L’indicazione del credito deve essere specifica delineando l’estensione del vincolo determinato dal pignoramento. È opportuno, sul punto, ricordare che la Suprema Corte di Cassazione ha chiarito che a differenza che nel processo di cognizione, il creditore procedente o intervenuto ha l’onere di produrre il titolo esecutivo, ma non anche di provare l’esatto ammontare degli accessori cui ha diritto sulle somme per cui si procede, spettando, invece, al giudice dell’esecuzione, qualora rilevi errori del calcolo predisposto dalla parte, determinare, anche con l’ausilio di una consulenza tecnica, il corretto ammontare delle somme da assegnare al creditore a titolo di interessi e rivalutazione (Cass. n. 20658/2007). Per quanto riguarda l’indicazione del titolo esecutivo e del precetto, la Suprema Corte, con la sentenza n. 8239 del 24 maggio 2003, ha insegnato che, avendo l’atto di pignoramento presso terzi la funzione di imporre sul credito del debitore esecutato un vincolo di destinazione in favore del creditore procedente all’espropriazione, requisiti essenziali dell’atto sono solo gli elementi indicati nell’art. 543 c.p.c. la cui mancanza impedisce la costituzione del vincolo di destinazione; fuori da questa ipotesi, la mancanza di uno degli altri elementi indicati dall’art. 543 c.p.c. non dà luogo all’inesistenza giuridica del pignoramento, ma può dar luogo soltanto alla nullità del pignoramento, alla quale si applica la regola generale contenuta nell’art. 156 c.p.c., costituita dalla impronunciabilità di essa se l’atto ha comunque raggiunto il suo scopo. Nel caso di specie la Suprema Corte, quindi, ha ritenuto nullo e non inesistente l’atto di pignoramento presso terzi nel quale non erano indicati gli estremi del titolo esecutivo, nonché sanato, in quanto nullo, dal fatto che l’atto di pignoramento contenesse gli estremi del precetto, regolarmente notificato alla parte, all’interno del quale erano riportati gli estremi del titolo esecutivo (6).

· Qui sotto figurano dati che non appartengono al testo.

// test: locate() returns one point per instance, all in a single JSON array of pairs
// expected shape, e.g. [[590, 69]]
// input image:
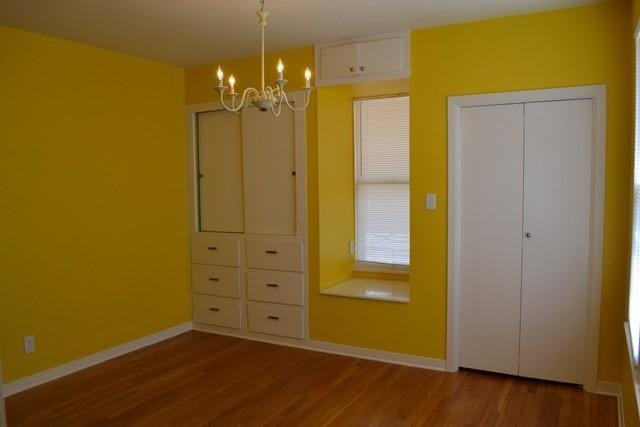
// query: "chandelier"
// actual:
[[268, 98]]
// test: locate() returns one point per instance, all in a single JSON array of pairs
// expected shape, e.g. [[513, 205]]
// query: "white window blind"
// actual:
[[382, 180], [634, 291]]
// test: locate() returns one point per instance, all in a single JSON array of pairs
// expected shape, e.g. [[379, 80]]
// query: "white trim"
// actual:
[[93, 359], [598, 94], [612, 389], [331, 348]]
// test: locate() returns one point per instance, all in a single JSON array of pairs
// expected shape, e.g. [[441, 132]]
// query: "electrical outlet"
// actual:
[[430, 202], [29, 344]]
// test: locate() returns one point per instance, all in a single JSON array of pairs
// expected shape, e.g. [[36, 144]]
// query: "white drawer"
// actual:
[[214, 280], [215, 249], [217, 311], [274, 254], [276, 319], [276, 286]]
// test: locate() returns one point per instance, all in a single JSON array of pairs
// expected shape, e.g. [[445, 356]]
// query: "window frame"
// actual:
[[361, 265]]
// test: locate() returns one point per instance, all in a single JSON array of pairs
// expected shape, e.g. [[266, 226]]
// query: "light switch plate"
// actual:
[[430, 201]]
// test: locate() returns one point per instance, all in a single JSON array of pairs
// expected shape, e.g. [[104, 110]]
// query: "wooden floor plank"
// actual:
[[199, 379]]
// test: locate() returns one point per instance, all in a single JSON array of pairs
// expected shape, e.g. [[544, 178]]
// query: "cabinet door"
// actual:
[[555, 271], [380, 56], [338, 61], [491, 237], [269, 171], [220, 171]]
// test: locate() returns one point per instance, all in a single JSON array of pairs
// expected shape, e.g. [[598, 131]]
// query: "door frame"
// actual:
[[596, 93]]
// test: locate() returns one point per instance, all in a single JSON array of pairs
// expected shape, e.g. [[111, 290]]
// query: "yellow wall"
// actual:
[[571, 47], [93, 200], [629, 398]]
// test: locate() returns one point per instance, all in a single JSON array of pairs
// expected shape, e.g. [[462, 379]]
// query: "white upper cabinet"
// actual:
[[339, 61], [372, 58]]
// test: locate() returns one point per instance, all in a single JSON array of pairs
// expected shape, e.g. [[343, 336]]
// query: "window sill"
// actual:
[[373, 289]]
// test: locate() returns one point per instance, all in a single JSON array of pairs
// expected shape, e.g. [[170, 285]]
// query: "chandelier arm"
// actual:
[[246, 94], [306, 101]]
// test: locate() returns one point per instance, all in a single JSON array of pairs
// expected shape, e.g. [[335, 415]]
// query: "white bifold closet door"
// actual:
[[491, 232], [526, 186]]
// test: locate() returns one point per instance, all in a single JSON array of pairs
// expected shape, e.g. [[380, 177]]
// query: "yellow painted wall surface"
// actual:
[[93, 200], [562, 48]]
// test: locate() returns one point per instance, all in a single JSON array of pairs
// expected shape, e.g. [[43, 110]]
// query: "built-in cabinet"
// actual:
[[248, 239], [372, 58]]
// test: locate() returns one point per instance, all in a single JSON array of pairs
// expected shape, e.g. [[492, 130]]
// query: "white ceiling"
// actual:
[[193, 32]]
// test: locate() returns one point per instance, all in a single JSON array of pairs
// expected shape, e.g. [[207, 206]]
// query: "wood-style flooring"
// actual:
[[203, 379]]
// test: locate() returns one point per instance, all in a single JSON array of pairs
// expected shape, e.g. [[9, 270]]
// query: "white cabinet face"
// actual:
[[380, 56], [338, 61], [269, 172], [220, 171]]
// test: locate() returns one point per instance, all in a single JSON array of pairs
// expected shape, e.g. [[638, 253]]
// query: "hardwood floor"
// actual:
[[202, 379]]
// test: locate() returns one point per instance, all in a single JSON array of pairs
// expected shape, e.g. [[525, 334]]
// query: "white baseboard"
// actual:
[[93, 359], [613, 389], [378, 355], [327, 347]]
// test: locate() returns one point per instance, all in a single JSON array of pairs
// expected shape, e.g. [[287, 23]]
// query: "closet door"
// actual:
[[220, 171], [558, 149], [269, 170], [491, 237]]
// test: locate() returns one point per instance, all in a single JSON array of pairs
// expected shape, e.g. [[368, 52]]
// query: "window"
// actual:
[[382, 183], [634, 291]]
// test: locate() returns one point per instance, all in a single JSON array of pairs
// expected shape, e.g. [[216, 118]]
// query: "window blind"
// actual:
[[382, 180], [634, 291]]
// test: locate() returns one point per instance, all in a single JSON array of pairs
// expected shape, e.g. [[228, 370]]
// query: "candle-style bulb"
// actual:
[[307, 77], [280, 69]]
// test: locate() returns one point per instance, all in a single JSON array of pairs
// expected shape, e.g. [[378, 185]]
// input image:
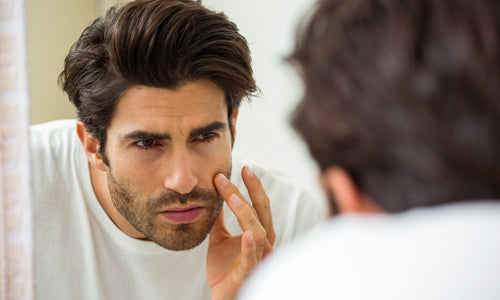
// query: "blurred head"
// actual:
[[404, 95]]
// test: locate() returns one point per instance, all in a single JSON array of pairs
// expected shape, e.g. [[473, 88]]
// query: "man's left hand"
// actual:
[[230, 259]]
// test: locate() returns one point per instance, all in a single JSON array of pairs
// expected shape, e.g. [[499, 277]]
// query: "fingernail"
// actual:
[[250, 238], [248, 172], [223, 180], [235, 200]]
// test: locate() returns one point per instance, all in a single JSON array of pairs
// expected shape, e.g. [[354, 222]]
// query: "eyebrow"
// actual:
[[215, 126], [146, 135]]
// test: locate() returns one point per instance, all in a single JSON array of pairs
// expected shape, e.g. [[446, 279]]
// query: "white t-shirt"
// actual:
[[81, 254], [447, 252]]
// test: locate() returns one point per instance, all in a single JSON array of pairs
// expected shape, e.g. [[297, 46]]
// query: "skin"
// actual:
[[163, 146]]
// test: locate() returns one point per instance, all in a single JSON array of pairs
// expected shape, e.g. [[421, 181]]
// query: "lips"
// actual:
[[182, 215]]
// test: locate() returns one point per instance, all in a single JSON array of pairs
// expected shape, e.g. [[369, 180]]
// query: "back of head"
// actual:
[[405, 96], [157, 43]]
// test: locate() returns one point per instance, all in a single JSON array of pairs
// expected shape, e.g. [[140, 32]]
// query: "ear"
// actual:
[[349, 198], [90, 146], [233, 121]]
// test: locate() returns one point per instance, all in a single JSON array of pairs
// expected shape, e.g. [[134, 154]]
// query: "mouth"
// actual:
[[183, 215]]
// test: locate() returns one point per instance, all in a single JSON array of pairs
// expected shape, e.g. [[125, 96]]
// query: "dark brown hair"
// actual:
[[405, 96], [157, 43]]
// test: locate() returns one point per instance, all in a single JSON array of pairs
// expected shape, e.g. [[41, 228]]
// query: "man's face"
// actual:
[[164, 147]]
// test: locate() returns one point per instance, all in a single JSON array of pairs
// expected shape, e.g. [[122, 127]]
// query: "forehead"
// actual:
[[194, 104]]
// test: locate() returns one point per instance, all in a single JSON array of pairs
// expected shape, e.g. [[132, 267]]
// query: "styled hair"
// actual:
[[405, 96], [156, 43]]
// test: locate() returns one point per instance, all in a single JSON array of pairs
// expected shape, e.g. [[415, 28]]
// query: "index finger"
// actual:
[[260, 201]]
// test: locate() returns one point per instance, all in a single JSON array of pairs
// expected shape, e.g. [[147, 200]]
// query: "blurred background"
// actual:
[[263, 131]]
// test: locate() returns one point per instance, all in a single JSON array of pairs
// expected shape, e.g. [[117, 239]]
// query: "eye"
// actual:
[[146, 144], [205, 137]]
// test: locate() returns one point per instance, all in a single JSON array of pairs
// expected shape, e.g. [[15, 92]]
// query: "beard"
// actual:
[[143, 214]]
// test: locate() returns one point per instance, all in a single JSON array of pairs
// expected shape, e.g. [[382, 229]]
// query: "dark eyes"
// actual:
[[205, 137], [147, 144]]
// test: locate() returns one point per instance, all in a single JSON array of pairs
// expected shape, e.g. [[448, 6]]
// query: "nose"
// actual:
[[181, 176]]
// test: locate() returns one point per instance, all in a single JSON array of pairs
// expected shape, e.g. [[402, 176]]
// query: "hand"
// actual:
[[230, 259]]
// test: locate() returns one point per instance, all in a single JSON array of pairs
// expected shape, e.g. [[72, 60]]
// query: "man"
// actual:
[[124, 201], [401, 111]]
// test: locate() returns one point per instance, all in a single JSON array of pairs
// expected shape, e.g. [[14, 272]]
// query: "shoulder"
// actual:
[[446, 252], [294, 209]]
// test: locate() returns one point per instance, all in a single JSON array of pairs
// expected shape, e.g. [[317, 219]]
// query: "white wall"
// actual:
[[263, 128]]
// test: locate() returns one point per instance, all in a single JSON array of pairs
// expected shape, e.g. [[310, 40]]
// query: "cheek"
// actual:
[[217, 160]]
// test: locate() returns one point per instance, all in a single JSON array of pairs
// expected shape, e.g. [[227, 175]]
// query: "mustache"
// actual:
[[169, 197]]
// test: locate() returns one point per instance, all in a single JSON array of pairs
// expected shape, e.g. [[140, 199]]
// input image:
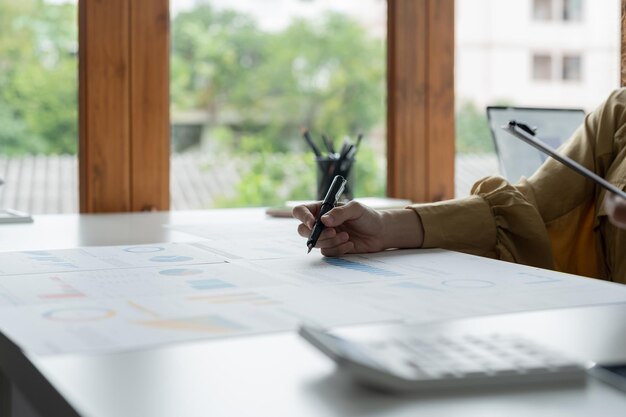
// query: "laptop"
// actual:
[[515, 158]]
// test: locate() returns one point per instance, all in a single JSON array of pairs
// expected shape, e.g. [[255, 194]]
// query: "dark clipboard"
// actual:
[[525, 133]]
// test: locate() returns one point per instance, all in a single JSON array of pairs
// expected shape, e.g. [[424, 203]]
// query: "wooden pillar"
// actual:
[[420, 120], [623, 46], [123, 105]]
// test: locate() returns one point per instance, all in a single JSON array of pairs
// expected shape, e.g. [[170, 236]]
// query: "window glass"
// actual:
[[38, 105], [247, 76], [519, 53], [572, 68], [572, 10], [542, 67], [542, 9]]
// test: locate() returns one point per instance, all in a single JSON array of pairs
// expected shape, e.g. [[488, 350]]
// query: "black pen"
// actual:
[[329, 145], [331, 199]]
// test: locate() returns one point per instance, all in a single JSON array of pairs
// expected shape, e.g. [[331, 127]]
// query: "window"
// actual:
[[572, 10], [38, 106], [564, 10], [246, 77], [572, 68], [525, 53], [542, 9], [542, 67]]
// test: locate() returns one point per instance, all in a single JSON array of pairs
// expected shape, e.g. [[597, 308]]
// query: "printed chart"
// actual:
[[105, 299]]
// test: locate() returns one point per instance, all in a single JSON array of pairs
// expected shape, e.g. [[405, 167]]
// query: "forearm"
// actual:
[[402, 229]]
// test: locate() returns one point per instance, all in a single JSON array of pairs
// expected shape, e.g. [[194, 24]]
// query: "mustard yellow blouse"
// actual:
[[555, 219]]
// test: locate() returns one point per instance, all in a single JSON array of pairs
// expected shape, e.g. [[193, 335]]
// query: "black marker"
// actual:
[[332, 196]]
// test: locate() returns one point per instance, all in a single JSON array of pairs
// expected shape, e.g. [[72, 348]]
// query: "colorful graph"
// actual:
[[205, 324], [360, 267], [79, 314], [48, 259], [180, 272], [170, 258], [249, 297], [467, 283], [144, 249], [64, 291], [209, 284]]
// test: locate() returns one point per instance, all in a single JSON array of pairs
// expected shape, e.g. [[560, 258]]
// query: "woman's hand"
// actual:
[[616, 209], [355, 228]]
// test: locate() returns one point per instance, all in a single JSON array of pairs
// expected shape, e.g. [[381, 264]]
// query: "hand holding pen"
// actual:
[[331, 199]]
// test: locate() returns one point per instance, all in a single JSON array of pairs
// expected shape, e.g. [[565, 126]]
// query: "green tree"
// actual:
[[326, 75], [472, 130], [38, 77], [259, 88]]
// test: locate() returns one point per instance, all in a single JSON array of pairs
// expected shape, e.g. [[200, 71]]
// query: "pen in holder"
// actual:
[[330, 166]]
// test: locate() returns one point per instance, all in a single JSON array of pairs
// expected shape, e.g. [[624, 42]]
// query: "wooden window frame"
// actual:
[[124, 124], [420, 91]]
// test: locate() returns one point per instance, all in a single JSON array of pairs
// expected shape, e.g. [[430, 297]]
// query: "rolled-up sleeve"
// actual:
[[497, 220]]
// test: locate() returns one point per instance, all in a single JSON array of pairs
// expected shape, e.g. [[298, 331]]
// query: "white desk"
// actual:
[[275, 375]]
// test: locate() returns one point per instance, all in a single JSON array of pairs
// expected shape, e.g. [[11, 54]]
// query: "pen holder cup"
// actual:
[[327, 169]]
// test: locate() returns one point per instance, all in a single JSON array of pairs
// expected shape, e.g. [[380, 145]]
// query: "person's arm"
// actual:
[[616, 210]]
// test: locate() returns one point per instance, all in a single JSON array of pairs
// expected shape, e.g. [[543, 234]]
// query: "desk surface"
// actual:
[[278, 374]]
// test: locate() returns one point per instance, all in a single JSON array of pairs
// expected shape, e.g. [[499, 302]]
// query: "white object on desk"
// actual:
[[280, 373], [439, 360], [14, 216]]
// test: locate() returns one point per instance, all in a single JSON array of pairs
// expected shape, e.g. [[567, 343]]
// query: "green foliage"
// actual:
[[38, 77], [472, 130], [259, 88], [326, 75], [273, 178]]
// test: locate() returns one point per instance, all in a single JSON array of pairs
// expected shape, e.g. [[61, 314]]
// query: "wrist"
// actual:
[[402, 229]]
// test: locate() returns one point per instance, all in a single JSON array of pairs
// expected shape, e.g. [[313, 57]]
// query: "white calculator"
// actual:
[[440, 361]]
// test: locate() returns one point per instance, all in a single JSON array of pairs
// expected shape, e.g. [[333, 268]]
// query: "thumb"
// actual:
[[341, 214]]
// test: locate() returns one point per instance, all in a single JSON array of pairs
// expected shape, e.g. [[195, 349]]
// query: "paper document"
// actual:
[[105, 299]]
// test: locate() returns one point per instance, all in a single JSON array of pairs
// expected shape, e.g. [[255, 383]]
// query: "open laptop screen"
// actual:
[[515, 157]]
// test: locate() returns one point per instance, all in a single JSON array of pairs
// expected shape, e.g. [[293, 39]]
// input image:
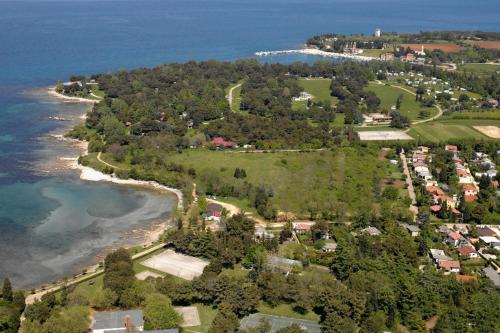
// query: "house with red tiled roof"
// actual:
[[302, 228], [467, 251], [470, 198], [449, 266], [451, 148], [434, 190], [435, 209], [486, 232], [424, 149], [469, 189], [454, 238], [221, 143], [466, 278]]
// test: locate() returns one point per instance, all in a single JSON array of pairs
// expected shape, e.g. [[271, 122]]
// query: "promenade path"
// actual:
[[411, 189], [92, 272]]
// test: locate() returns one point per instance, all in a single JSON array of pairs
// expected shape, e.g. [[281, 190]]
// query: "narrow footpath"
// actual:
[[411, 189]]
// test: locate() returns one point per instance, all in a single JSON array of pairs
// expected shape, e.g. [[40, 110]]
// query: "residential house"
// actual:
[[130, 321], [329, 247], [409, 57], [449, 266], [302, 228], [262, 233], [435, 209], [412, 229], [389, 56], [466, 278], [454, 238], [424, 149], [467, 251], [221, 143], [469, 189], [493, 275], [451, 148], [438, 255], [214, 212], [493, 242], [372, 231], [486, 232]]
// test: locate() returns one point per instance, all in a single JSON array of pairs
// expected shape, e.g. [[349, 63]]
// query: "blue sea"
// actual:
[[51, 223]]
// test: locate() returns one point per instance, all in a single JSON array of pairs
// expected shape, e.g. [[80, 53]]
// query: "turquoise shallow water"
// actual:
[[52, 223]]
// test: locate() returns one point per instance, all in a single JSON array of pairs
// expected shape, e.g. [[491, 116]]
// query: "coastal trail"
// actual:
[[93, 272]]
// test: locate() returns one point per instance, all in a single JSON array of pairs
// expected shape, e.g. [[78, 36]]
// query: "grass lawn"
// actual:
[[319, 88], [286, 310], [475, 114], [373, 52], [298, 180], [444, 130], [388, 96], [207, 315], [480, 69]]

Indicazione delle cose o delle somme dovute dal terzo

L’atto deve contenere l’indicazione, almeno generica, delle cose o delle somme dovute dal terzo, con l’intimazione a quest’ultimo di non disporne senza ordine del giudice. L’indicazione almeno generica si giustifica con la difficoltà che ha il creditore procedente di conoscere i dati esatti concernenti tali somme o cose, a cagione della sua estraneità ai rapporti tra debitore e terzo, con la conseguenza che il sistema così congegnato prevede che tale genericità venga eliminata mediante la dichiarazione che il terzo è chiamato a rendere a norma dell’art. 547 c.p.c. (7). Se, quindi, da un lato, la Suprema Corte ammette un’indicazione assolutamente generica delle cose o delle somme dovute dal terzo, dall’altro lato, l’assoluta mancanza di indicazione delle stesse si ritiene causa di nullità dell’atto di pignoramento, in quanto atto inidoneo al raggiungimento del suo scopo.

Intimazione al terzo

L’intimazione rivolta al terzo, ex art. 543 c.p.c., di non disporre, senza ordine del giudice, delle somme o cose da lui dovute al debitore esecutato, costituisce, come l’ingiunzione al debitore esecutato di astenersi da ogni atto pregiudizievole, un elemento essenziale dell’atto; da ciò consegue che, anche se non sono necessarie formule sacramentali, la mancanza anche di uno solo di tali elementi implica l’inesistenza del pignoramento, non ammettendosi equipollenti (Cass. civ., 30 gennaio 2009, n. 2473). Il creditore deve, altresì, dichiarare la residenza o eleggere il domicilio nel comune dove ha sede il tribunale competente, nonché indicare l’indirizzo di posta elettronica certificata. La violazione di tale obbligo comporta, come unica conseguenza, che le comunicazioni e le notificazioni al creditore procedente andranno fatte presso la cancelleria del giudice adito (art. 489, comma 2, c.p.c.).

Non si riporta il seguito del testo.